片山善博教授(慶応大/元鳥取県知事)が、「自治体を蝕む『ふるさと納税』」というコラムを書かれていて、納得しました。片山先生のご指摘の概要を要約すると以下の通りです。
実は「ふるさと納税」という制度は、自治体に対する寄付の税控除である。納税ではなくて、寄付金優遇である。
例えば夫婦で年収700万円の人が、自治体に3万円を寄付したとしても、所得税と住民税から2万8千円が、控除され実質負担は2千円である。
一般の寄付であれば所得税と住民税は、3万円寄付した場合でも8千4百円しか軽減されない。「ふるさと納税」はかなり優遇された寄付金優遇税制である。

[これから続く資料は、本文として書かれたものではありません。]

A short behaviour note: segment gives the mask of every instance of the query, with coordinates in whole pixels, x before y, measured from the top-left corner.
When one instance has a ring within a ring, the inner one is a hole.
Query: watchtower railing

2千円を超える見返りが得られる場合、寄付者は得をする。そのため自治体が見返りを提供して寄付を募ろうとする動きが出てくる。
ある市は3万円寄付した人に対しては、1万円相当のハムと果物を贈る。寄付者はわずか2千円を負担するだけで、1万円相当のハムと果物がもらえる。きわめて「おいしい」制度である。
1万円相当のハムと果物をもらった寄付者は、8千円儲かる。自治体も2万円儲かることになる。1万円の物品購入費も自治体内の生産者や業者に落ちるため、自治体の地域活性化につながる。
寄付者も「おいしい」思いをできる。自治体も税収が増えて「おいしい」。物品を納入する業者や農家も儲かる。一見するとみんなハッピーに見える。
しかし、寄付者が住む自治体は税収減。国の税収もやはり減る。しわ寄せはどこかに出ている。損をするのは、国と寄付者の居住地の自治体。
寄付者の居住地の自治体と国の税収を減らして、寄付者と寄付先の自治体が潤う。単なる「ゼロサムゲーム」でしかない。
つまりは、自治体同士で限りある税収を奪い合いながら、間違いなく国の税収を減らしているのが、この「ふるさと納税」制度だと言えます。
こういう制度は健全とは思えません。見返りを目当てに寄付するのは邪道です。それでは商取引と何も変わりません。税金で補助された商取引みたいなもので、不公平です。
しかし、ふるさとに貢献したいと思いは尊いもので、その点は評価されるべきです。故郷への寄付はよいことです。いっそ「ふるさと納税」の税控除の金額は、通常のNPO等への寄付と同じレベルとすべきです。そして「純粋な寄付」に戻していくべきです。